As planned, she perfectly executed the stunt fall. She dropped four feet, flipped 180 degrees, and landed on her hands and feet.
Before the Oscar winner was cast as one of the most powerful heroes in the Marvel Universe, Larson was “never particularly active,” she admitted. Despite not being able to do a push-up or pull-up at the start of her training, Larson achieved her goal of performing most of her own stunts.
So how did Larson gain superhero strength — and how can you?
• Set an appropriate goal: Larson’s initial inspiration was not a fellow superhero actor, but Emily Blunt in “Edge of Tomorrow.” She tracked down Blunt’s trainer, Jason Walsh.

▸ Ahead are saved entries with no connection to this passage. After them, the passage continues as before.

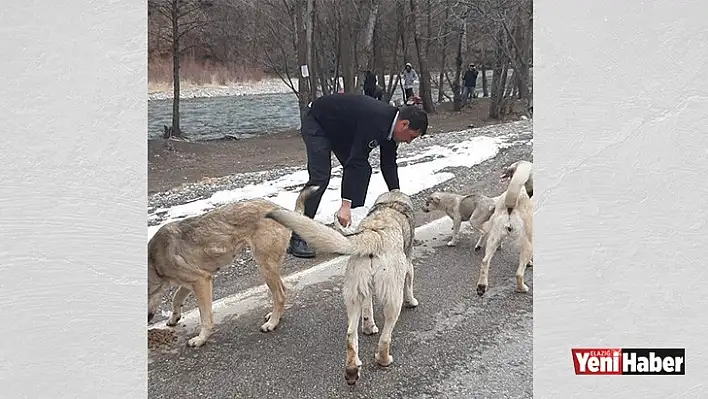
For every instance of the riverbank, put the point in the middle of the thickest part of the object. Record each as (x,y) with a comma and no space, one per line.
(174,163)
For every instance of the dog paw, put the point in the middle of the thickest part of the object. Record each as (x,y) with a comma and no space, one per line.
(351,375)
(173,320)
(384,362)
(523,289)
(268,326)
(370,330)
(196,342)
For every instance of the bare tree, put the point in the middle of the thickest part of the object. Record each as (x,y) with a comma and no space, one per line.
(185,17)
(424,76)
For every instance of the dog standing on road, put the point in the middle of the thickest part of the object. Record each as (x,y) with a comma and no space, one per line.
(509,172)
(513,215)
(188,252)
(475,208)
(380,251)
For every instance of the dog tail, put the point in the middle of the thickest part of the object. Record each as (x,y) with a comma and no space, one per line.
(517,182)
(316,234)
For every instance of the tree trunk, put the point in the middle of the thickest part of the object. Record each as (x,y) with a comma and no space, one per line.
(301,16)
(457,95)
(498,80)
(309,29)
(365,60)
(441,85)
(347,51)
(176,130)
(379,64)
(424,73)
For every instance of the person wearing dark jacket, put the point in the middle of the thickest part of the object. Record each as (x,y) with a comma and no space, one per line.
(351,126)
(470,82)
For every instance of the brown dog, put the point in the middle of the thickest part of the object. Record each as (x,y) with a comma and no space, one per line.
(188,252)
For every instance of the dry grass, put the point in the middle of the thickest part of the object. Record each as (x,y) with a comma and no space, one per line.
(198,74)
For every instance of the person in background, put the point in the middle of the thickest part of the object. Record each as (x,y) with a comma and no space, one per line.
(351,126)
(370,84)
(409,78)
(469,83)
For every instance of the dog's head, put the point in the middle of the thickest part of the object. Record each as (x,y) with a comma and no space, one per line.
(432,203)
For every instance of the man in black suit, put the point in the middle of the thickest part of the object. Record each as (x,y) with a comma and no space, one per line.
(350,126)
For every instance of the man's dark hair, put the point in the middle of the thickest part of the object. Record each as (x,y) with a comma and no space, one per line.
(416,117)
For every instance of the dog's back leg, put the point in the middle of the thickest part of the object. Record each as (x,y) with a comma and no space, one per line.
(177,303)
(269,262)
(202,288)
(390,282)
(357,295)
(456,223)
(524,259)
(493,240)
(408,297)
(367,317)
(353,364)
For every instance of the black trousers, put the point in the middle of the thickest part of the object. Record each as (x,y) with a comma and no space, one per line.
(319,161)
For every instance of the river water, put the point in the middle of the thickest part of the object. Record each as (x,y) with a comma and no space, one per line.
(212,118)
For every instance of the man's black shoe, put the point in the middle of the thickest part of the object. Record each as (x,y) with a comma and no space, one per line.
(299,249)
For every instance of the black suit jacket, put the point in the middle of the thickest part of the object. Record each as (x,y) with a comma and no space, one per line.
(356,124)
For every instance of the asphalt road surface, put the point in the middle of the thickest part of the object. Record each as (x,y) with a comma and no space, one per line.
(453,345)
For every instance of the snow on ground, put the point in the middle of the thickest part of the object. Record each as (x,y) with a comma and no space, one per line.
(419,172)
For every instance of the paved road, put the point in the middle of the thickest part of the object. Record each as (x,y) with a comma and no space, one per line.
(454,345)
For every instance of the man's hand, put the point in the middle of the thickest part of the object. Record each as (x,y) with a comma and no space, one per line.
(344,214)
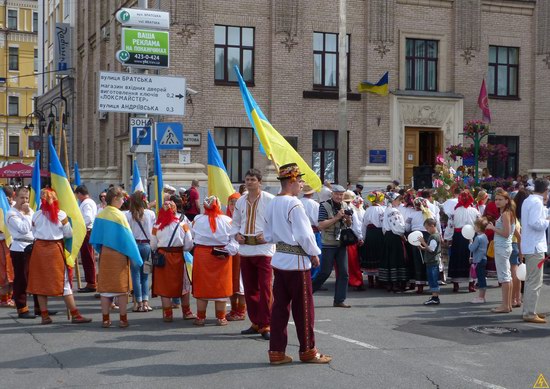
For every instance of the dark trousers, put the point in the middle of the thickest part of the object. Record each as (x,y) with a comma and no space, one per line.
(88,261)
(20,262)
(257,274)
(292,286)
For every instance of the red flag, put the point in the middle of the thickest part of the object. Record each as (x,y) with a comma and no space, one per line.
(483,102)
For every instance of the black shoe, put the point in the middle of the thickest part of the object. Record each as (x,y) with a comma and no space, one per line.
(249,331)
(26,315)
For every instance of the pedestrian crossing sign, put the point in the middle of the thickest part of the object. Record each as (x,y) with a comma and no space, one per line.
(170,135)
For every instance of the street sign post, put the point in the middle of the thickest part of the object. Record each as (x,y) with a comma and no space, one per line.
(145,18)
(144,48)
(141,135)
(170,135)
(141,93)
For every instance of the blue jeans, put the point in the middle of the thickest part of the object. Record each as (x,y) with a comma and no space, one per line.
(432,272)
(331,255)
(482,274)
(140,280)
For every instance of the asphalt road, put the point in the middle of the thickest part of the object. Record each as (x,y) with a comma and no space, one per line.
(383,341)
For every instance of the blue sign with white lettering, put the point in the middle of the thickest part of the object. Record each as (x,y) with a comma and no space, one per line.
(377,156)
(170,135)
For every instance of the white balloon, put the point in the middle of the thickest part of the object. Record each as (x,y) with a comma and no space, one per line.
(521,272)
(468,232)
(413,238)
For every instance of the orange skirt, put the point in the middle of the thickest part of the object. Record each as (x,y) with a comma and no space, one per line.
(168,280)
(47,268)
(211,274)
(114,272)
(6,267)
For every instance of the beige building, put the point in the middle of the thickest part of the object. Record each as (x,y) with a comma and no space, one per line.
(436,52)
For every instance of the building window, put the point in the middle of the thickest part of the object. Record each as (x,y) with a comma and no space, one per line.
(325,154)
(13,105)
(502,78)
(325,60)
(235,146)
(14,146)
(12,19)
(35,21)
(14,58)
(510,167)
(233,46)
(421,64)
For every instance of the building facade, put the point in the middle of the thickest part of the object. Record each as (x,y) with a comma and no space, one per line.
(437,53)
(18,69)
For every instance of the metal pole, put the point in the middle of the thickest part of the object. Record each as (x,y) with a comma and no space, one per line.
(342,96)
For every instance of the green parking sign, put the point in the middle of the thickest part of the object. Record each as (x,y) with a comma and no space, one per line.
(144,48)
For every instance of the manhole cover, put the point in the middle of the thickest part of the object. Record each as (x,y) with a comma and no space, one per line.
(493,330)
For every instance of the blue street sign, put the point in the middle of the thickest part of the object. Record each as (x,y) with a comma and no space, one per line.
(170,135)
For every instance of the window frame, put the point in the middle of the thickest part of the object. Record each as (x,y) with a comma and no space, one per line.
(322,150)
(495,65)
(412,59)
(242,48)
(323,86)
(223,150)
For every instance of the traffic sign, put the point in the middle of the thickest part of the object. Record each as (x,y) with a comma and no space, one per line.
(141,93)
(146,18)
(141,138)
(144,48)
(170,135)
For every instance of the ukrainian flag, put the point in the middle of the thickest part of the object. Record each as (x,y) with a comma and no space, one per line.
(111,229)
(4,208)
(219,184)
(34,202)
(157,179)
(380,88)
(67,202)
(275,145)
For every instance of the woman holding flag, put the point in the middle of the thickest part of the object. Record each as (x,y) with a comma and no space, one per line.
(113,239)
(48,271)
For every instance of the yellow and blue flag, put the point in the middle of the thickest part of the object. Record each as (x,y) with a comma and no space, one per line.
(157,179)
(219,184)
(111,229)
(67,202)
(380,88)
(275,145)
(4,208)
(34,197)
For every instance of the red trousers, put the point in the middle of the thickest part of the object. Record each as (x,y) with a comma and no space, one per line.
(88,261)
(257,274)
(20,262)
(292,286)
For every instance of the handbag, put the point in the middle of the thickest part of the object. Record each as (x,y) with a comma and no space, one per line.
(158,259)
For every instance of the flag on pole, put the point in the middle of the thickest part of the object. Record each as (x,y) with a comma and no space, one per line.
(34,200)
(380,88)
(275,145)
(67,202)
(137,184)
(219,184)
(483,102)
(157,179)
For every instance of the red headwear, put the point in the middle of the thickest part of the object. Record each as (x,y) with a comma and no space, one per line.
(49,205)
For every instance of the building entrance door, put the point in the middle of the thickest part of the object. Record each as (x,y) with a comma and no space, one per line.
(422,145)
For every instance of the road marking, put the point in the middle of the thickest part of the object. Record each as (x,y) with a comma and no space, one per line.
(348,340)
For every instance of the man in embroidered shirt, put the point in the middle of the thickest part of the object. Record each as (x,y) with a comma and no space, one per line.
(534,223)
(88,208)
(289,227)
(248,229)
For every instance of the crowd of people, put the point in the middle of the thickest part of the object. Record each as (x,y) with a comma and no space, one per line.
(269,254)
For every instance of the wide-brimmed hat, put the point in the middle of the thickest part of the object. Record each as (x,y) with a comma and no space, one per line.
(289,171)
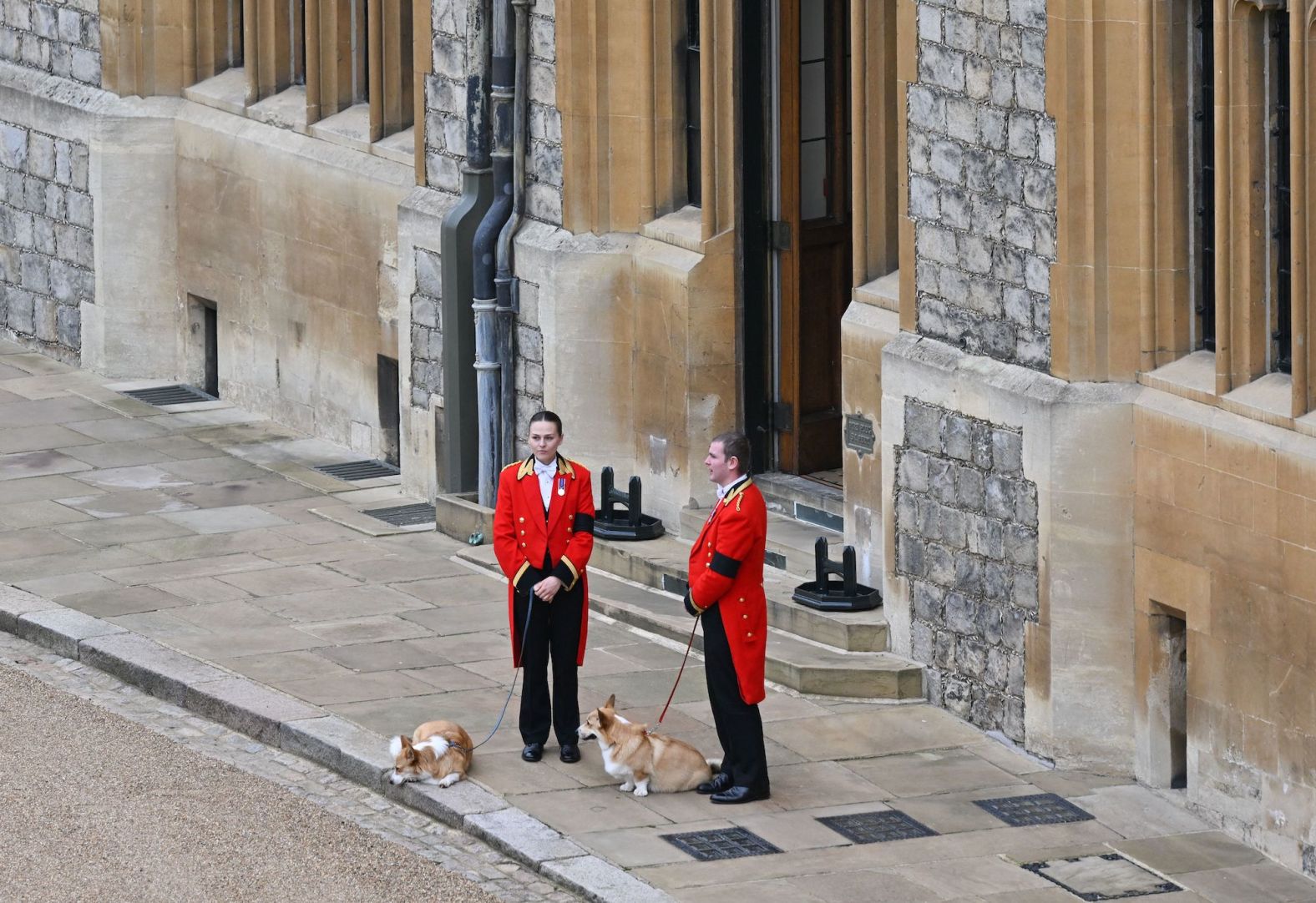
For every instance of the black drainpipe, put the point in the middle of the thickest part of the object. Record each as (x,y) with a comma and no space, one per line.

His first piece of advice? Don’t get caught up in achieving a certain look. Focus on building your strength, and the aesthetics will come later.
• Make a timeline (don’t rush it!): Walsh often gets requests from studios to train actors “to be in top shape” with just a few weeks’ notice. Larson trained over nine months.
• Try moves that Larson used: Larson began with daily 90-minute workouts for the first six months, before ramping up to twice-daily two-hour workouts. She started with these exercises:
Hip thrusts: Lie on the floor, knees up, feet flat. Press the back of your arms into the ground, engage your glutes, and lift your hips toward the ceiling 15 to 25 times. Larson worked her way up to weighted, 400-pound hip thrusts, Walsh said.
Push-ups: If you can’t do a push-up, don’t fret. Walsh helped Larson do her first one by starting with a pad on the floor beneath her chest. (You can also use a folded towel). By the end, Larson could do push-ups with 50-pound chains on her back.
Bulgarian split squat: Take a knee, with your left knee touching the ground and your right leg in a deep forward lunge. Raise yourself up, and then lower yourself back down to the starting position, maintaining control, then switch sides. Larson eventually executed these with 60-pound dumbbells in each hand.
Pull-ups: Jump to the top of the pull-up bar and raise your knees. Lower yourself with control and repeat. Larson went from not being able to complete one pull-up to doing six consecutive ones.
Bonus Drill: The lines between actress and superhero blurred when Larson achieved her ultimate goal: pushing a 5,000-pound Jeep.
“She got so strong that we wanted to do something that was radical, and I knew she’d be safe doing it,” Walsh noted. “It’s just something she aspired to try.”
• Celebrate how far you’ve come: Looking back at her intense training, Larson reflected, “Using my body as a tool that can do incredible things was the beginning of unlocking myself and unlocking who Captain Marvel is as well.”